Hagen. Über Monate wird der Wirtschaftsbetrieb damit beschäftigt sein, die Flüsse freizuräumen und den Hagenern ein Stück Sicherheit zurückzugeben.
Meter für Meter bewegen sich die Räder des Schreitbaggers in Hagen durch das sanft dahinplätschernde Wasser der Volme. Das ungewöhnliche Gerät bewegt sich fast wie eine Spinne durch das seichte Nass unweit der Stadthalle, packt mit seinem Greiferlöffel einen mächtigen Baumstamm, wuchtet diesen in die Höhe, um ihn am Ufer abzulegen. „Es gibt zurzeit ein großes Unsicherheitsgefühl bei den Menschen in Hagen, die unweit der Gewässer wohnen“, weiß Alexander Horn, beim Wirtschaftsbetrieb Hagen (WBH) verantwortlich für Gewässerausbau und -unterhaltung. „Deshalb wird von uns aktuell tatsächlich alles abgeräumt.“
Gut drei Wochen ist es inzwischen her, dass die Starkregenfluten des Tiefdruckgebietes „Bernd“ die Hagener Flüsse jenseits aller bislang überlieferten Pegelstände zu zerstörerischen Strömen haben anschwellen lassen. Mit den ungeheuren Wassermassen wurden auch entwurzelte Bäume angespült, unfassbare Mengen Erde und Geröll aus den angrenzenden Tälern und Hängen abgelagert sowie Unrat und Sperrgut aus überfluteten Gärten und Firmengeländen mitgerissen. Die Spuren dieser Unwetter-Katastrophe allein in den Flussbetten und sämtlichen angrenzenden Bachtälern zu beseitigen, wird Monate, teilweise sogar Jahre in Anspruch nehmen.
Engpässe an den Brücken
Massen an Geröll
Die ungeheuren Massen an Geröll werden vorerst auf Parkplätzen und Zwischendepots gelagert. Manches kann später zum Verfüllen genutzt werden.Allerdings ist der rundgespülte Flussschotter beispielsweise für den Straßenbau ungeeignet, weil er zu instabil ist und für diese Zwecke erst gebrochen werden müsste.

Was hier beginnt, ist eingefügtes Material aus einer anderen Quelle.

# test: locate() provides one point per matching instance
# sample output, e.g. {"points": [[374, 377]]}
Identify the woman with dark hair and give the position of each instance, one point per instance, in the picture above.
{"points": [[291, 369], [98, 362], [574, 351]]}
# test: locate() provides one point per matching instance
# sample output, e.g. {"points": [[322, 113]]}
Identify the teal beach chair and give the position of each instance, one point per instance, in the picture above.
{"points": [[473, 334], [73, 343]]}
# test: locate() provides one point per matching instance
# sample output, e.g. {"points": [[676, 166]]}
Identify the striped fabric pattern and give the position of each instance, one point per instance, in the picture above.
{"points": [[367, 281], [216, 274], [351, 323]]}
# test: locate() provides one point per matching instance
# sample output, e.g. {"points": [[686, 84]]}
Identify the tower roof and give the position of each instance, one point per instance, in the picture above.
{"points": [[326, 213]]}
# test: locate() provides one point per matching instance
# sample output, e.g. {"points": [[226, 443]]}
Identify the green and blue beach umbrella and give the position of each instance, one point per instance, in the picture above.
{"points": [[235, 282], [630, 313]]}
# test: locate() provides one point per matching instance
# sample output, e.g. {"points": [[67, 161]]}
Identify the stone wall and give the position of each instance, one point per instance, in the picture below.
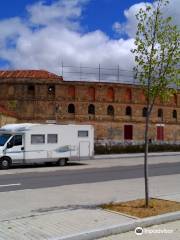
{"points": [[38, 101]]}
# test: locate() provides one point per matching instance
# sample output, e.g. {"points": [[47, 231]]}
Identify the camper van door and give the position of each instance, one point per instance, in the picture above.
{"points": [[15, 149]]}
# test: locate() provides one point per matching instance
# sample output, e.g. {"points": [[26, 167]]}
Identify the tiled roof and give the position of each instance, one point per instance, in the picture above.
{"points": [[37, 74], [6, 112]]}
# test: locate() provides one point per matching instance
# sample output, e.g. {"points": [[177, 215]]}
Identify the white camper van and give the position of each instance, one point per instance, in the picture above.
{"points": [[29, 143]]}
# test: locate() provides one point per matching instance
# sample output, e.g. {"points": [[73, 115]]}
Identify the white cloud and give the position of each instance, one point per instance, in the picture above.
{"points": [[129, 26], [52, 33]]}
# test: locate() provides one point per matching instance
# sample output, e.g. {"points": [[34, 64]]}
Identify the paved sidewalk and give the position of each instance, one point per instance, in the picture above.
{"points": [[59, 224], [174, 233]]}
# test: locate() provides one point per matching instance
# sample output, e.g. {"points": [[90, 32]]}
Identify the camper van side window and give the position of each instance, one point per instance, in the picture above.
{"points": [[82, 133], [17, 140], [52, 138], [37, 139]]}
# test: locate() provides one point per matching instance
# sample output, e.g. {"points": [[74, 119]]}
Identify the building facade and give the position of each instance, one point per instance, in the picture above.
{"points": [[116, 110], [6, 116]]}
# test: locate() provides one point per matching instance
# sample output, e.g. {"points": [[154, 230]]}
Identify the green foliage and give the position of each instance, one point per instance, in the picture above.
{"points": [[157, 52]]}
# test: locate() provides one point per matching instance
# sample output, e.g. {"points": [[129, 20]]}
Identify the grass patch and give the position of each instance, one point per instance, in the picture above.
{"points": [[137, 207]]}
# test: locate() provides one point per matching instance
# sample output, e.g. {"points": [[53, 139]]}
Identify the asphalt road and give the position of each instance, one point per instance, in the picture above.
{"points": [[68, 177]]}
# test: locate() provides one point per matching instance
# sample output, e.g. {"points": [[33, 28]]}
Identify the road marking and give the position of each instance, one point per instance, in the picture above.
{"points": [[10, 185]]}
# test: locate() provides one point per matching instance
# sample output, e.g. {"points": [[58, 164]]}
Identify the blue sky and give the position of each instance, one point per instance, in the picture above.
{"points": [[98, 14], [41, 34]]}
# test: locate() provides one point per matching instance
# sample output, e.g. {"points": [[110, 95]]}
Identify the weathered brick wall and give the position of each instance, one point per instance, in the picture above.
{"points": [[42, 106]]}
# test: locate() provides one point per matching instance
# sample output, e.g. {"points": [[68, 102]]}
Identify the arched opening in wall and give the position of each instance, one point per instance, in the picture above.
{"points": [[110, 94], [142, 97], [91, 93], [175, 99], [128, 111], [71, 108], [110, 110], [144, 112], [31, 90], [174, 114], [51, 90], [91, 109], [128, 94], [160, 113], [128, 132], [71, 92]]}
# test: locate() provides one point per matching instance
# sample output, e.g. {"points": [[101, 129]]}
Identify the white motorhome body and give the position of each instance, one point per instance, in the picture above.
{"points": [[27, 143]]}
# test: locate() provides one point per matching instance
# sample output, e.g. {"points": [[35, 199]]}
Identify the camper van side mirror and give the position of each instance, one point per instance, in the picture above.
{"points": [[9, 144]]}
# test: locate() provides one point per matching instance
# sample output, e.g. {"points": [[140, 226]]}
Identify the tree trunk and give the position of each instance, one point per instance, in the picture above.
{"points": [[146, 162]]}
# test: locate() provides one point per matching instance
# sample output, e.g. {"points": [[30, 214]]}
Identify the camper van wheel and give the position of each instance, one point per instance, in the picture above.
{"points": [[5, 163], [62, 162]]}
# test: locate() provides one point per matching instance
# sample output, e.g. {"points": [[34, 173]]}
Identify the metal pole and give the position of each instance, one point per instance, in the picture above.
{"points": [[62, 68], [80, 71], [99, 72], [118, 72]]}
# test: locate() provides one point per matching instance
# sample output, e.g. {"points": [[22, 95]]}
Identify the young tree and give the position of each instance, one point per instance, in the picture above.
{"points": [[157, 55]]}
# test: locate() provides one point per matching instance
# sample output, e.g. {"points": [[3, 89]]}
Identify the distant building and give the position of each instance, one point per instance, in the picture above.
{"points": [[116, 110], [6, 116]]}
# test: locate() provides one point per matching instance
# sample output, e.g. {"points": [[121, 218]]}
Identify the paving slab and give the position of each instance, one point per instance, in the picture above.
{"points": [[58, 224], [173, 233]]}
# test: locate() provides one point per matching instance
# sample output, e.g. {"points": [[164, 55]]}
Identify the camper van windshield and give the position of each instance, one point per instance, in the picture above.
{"points": [[4, 138]]}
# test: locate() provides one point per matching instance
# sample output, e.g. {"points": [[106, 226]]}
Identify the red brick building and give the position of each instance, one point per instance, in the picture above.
{"points": [[116, 110]]}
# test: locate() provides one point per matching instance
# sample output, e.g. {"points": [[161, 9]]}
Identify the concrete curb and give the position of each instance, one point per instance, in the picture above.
{"points": [[117, 229], [134, 155]]}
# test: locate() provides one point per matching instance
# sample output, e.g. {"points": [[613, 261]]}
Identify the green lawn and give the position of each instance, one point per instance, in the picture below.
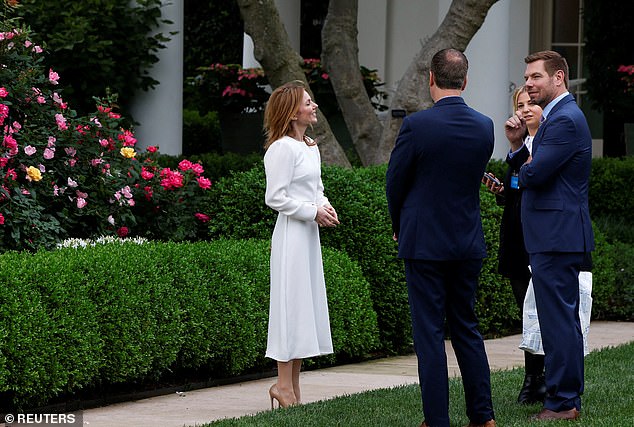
{"points": [[608, 401]]}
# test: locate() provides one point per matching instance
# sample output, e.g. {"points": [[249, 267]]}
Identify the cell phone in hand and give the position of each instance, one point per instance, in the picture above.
{"points": [[492, 178]]}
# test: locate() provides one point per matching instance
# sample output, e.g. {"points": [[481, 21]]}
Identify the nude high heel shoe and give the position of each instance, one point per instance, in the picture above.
{"points": [[274, 394]]}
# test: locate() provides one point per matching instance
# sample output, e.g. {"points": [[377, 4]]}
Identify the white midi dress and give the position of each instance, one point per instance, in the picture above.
{"points": [[299, 326]]}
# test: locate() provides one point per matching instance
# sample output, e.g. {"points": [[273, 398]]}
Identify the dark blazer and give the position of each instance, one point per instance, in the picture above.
{"points": [[512, 256], [555, 213], [433, 182]]}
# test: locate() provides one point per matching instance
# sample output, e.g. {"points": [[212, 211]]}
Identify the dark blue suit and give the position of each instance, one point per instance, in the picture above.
{"points": [[558, 235], [433, 186]]}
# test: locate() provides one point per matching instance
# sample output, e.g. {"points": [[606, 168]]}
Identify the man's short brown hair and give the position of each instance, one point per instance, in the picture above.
{"points": [[553, 62]]}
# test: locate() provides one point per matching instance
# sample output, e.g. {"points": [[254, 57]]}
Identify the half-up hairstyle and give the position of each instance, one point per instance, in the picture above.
{"points": [[282, 106]]}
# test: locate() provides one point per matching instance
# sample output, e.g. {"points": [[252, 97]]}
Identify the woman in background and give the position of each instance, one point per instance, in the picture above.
{"points": [[299, 326], [513, 258]]}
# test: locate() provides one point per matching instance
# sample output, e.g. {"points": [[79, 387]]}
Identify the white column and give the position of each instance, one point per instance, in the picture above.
{"points": [[159, 111], [488, 79]]}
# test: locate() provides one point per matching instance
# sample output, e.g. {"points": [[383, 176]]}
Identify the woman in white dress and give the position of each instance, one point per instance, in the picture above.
{"points": [[299, 326]]}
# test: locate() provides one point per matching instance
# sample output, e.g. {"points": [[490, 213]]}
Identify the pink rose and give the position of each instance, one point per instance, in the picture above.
{"points": [[53, 77], [49, 153], [204, 183]]}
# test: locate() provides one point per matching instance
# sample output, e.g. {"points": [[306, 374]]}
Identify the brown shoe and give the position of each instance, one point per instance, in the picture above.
{"points": [[547, 414], [490, 423]]}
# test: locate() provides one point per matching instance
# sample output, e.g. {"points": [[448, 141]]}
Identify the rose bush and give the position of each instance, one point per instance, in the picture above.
{"points": [[66, 176]]}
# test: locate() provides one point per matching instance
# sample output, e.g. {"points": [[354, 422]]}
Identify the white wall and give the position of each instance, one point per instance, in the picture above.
{"points": [[160, 111]]}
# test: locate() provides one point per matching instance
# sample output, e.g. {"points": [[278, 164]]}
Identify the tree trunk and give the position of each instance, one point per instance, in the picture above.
{"points": [[282, 64], [463, 20], [340, 57]]}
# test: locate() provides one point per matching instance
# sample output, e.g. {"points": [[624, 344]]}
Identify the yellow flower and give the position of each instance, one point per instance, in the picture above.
{"points": [[128, 152], [33, 173]]}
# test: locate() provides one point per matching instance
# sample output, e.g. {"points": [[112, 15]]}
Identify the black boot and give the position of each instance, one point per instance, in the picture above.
{"points": [[534, 387]]}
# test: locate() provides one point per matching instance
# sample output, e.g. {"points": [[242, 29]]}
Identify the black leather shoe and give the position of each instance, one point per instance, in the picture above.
{"points": [[533, 390], [548, 415]]}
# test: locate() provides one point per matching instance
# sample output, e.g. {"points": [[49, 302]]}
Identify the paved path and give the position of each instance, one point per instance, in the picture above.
{"points": [[202, 406]]}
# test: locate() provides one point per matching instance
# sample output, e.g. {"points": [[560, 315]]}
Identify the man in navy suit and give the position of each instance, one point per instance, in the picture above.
{"points": [[556, 224], [433, 183]]}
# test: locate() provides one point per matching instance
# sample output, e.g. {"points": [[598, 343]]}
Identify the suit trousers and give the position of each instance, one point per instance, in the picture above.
{"points": [[447, 288], [556, 285]]}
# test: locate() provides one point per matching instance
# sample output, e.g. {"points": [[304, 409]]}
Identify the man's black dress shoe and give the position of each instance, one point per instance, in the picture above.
{"points": [[533, 390], [548, 415]]}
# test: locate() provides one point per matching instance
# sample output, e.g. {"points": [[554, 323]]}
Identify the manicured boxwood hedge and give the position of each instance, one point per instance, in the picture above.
{"points": [[237, 209], [78, 319]]}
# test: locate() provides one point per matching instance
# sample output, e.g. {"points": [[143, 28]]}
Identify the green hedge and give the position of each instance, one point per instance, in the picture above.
{"points": [[237, 209], [80, 319]]}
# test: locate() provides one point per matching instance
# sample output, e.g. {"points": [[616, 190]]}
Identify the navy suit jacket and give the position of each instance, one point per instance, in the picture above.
{"points": [[433, 182], [555, 213]]}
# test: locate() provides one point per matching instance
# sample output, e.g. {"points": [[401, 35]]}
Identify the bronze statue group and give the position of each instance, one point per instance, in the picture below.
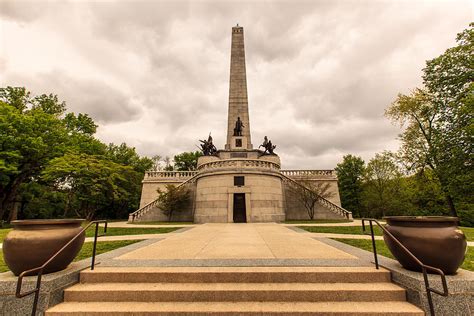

„Um die dringendsten Aufgaben zu erledigen, hat der WBH seine Vertragsfirmen erst einmal von laufenden Baumaßnahmen abgezogen“, gibt es für Alexander Horn und seine Kollegen derzeit nur eine Priorität: „Den schadlosen Wasserabfluss wieder herzustellen – das steht über allem anderen.“ Das Fachunternehmen, das sich beispielsweise um die Lenne-Dynamisierung kümmert, bringt natürlich auch das notwendige Know-how mit, um riesige Geröllanlandungen zu beseitigen sowie den Ab- und Durchfluss vorzugsweise an den Brückenbauwerken wiederherzustellen.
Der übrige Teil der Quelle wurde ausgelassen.